松本ラグビークラブに「お姉さんコーチ」

松本市の松本短期大学2年、深澤蛍(ほたる)さん(19、里山辺)は、自身も所属した幼児~高校生の「松本ラグビークラブ(スクール)」でコーチを務めて2年目。プレーヤーとしては高校生までで区切りを付け、短大入学と同時に指導者になった。「子どもが楽しくラグビーを続けてくれれば」と願う、優しい“お姉さんコーチ”だ。

高卒後 選手から指導者に

父親がラグビーをやっていた影響で先に弟が始め、深澤さんも小学6年生の時にクラブへ。「あまり興味はなかったが、だんだん楽しくなった」とのめり込んだ。中学生になると、飯田市の女子チームの練習に週1回通って力を付け、高校はラグビーが続けられる飯田女子に進学。1人暮らしをして競技に打ち込んだ。
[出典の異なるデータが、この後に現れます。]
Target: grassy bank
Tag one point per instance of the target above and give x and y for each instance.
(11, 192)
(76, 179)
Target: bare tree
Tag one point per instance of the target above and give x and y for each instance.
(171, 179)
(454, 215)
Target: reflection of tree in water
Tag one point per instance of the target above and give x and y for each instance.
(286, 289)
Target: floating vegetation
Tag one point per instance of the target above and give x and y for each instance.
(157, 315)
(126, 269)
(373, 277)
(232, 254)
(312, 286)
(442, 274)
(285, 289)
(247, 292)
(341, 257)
「ラグビーは高校生まで」と決めていたが、その後も関わっていきたいと、卒業前に「スタートコーチ」という基礎的な指導者資格を取得。短大進学で松本に戻ったのを機に、再びクラブに顔を出すようになった。
練習は毎日曜の午前、松本市波田扇子田運動公園で。同クラブの窪田茂男代表(57、同市征矢野)は「OGが戻って来てくれてうれしい。後輩の女子のためにも、女性のコーチがいるのはありがたい」。
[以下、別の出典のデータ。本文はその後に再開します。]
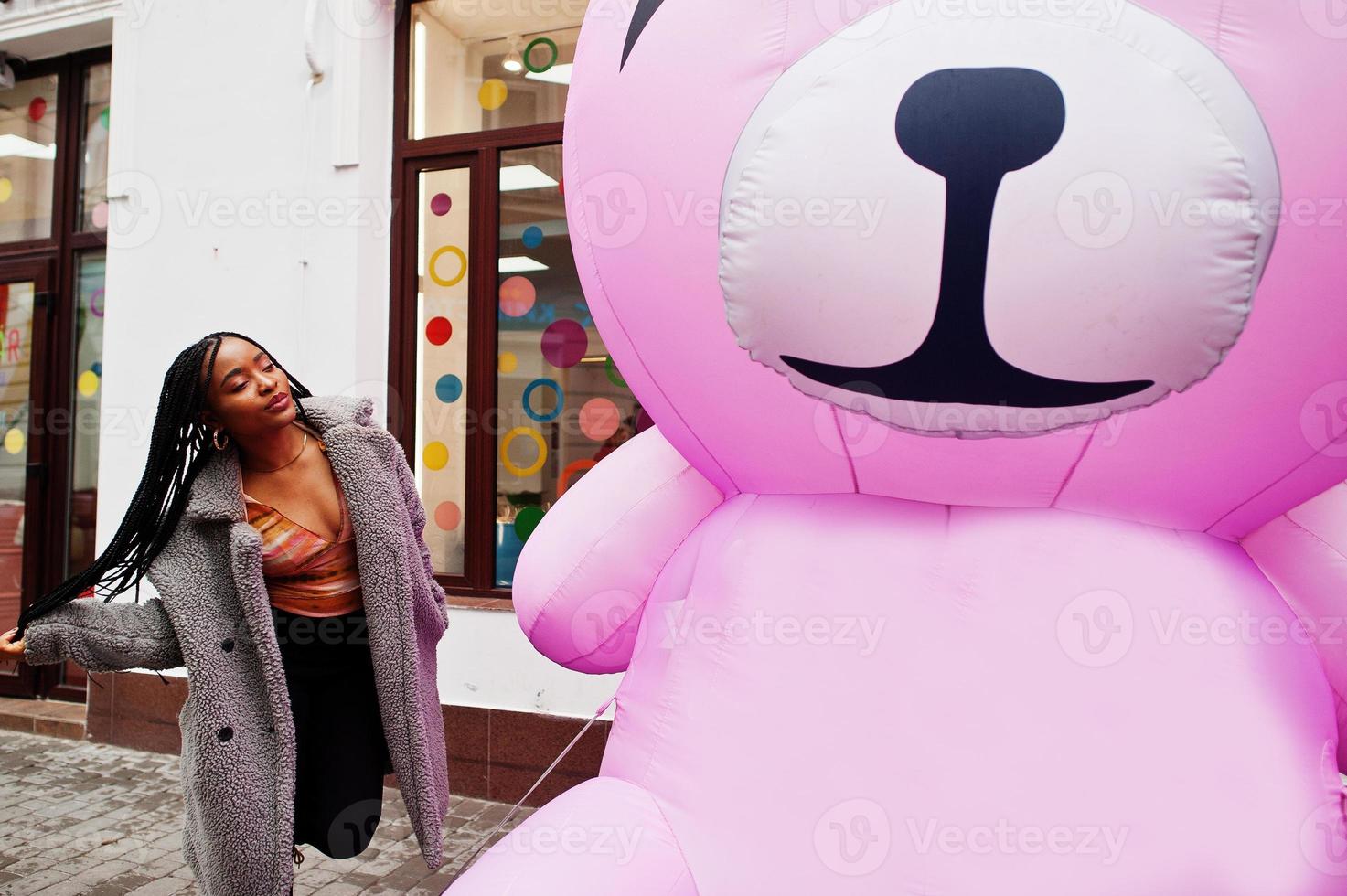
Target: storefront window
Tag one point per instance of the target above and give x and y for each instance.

子どもが好きで、保育士になるため幼児保育学科で学ぶ深澤さん。合同で練習する「上高地ラグビースクール」の子どもたちを含め、主に小学3、4年生を指導する。「幼児と小学生は接し方が違う。まだ手探り」と言い、「こうした方がいい」と具体的にアドバイスすることを大切にしている。
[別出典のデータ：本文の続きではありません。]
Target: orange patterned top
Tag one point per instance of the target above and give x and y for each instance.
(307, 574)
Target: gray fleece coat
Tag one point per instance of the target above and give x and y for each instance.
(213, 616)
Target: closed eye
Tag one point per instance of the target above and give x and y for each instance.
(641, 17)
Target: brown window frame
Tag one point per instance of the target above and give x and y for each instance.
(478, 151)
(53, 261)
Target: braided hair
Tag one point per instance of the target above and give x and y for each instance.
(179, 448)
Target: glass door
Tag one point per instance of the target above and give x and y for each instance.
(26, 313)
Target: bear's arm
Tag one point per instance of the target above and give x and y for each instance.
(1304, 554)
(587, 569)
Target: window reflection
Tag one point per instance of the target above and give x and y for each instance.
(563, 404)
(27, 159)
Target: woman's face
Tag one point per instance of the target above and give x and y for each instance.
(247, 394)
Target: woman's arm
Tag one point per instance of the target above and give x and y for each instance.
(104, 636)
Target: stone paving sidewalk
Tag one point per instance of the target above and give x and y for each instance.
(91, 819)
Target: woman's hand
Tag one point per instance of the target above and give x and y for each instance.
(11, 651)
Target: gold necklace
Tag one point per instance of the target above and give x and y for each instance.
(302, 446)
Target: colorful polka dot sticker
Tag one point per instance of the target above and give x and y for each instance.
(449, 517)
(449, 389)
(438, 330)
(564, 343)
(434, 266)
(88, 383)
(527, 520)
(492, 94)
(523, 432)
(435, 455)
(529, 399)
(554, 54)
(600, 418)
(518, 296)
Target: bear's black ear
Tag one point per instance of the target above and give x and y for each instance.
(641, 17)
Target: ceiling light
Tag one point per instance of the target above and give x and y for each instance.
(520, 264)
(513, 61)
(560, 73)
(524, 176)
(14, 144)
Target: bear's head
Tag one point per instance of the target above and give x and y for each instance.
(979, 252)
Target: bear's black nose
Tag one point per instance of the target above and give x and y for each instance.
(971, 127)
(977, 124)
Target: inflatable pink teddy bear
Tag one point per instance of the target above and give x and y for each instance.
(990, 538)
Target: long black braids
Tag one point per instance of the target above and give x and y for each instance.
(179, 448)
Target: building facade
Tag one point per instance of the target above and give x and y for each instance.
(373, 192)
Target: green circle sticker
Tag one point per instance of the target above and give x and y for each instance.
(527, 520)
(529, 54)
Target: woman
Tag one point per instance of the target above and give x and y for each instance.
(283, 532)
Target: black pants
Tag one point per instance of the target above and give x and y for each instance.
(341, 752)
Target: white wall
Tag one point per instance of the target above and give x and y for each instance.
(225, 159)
「(体重や身長にかかわらず)どんな人でもプレーでき、チームの勝利のために、それぞれの役割を果たせるのがラグビーの魅力」
小さいころは人見知りだったが、ラグビーで人間関係が広がり、コミュニケーション力が付いたと自覚している。深澤さんは「子どもたちが楽しく続けられるように、よい環境がつくれたら」と、優しく声を掛け続ける。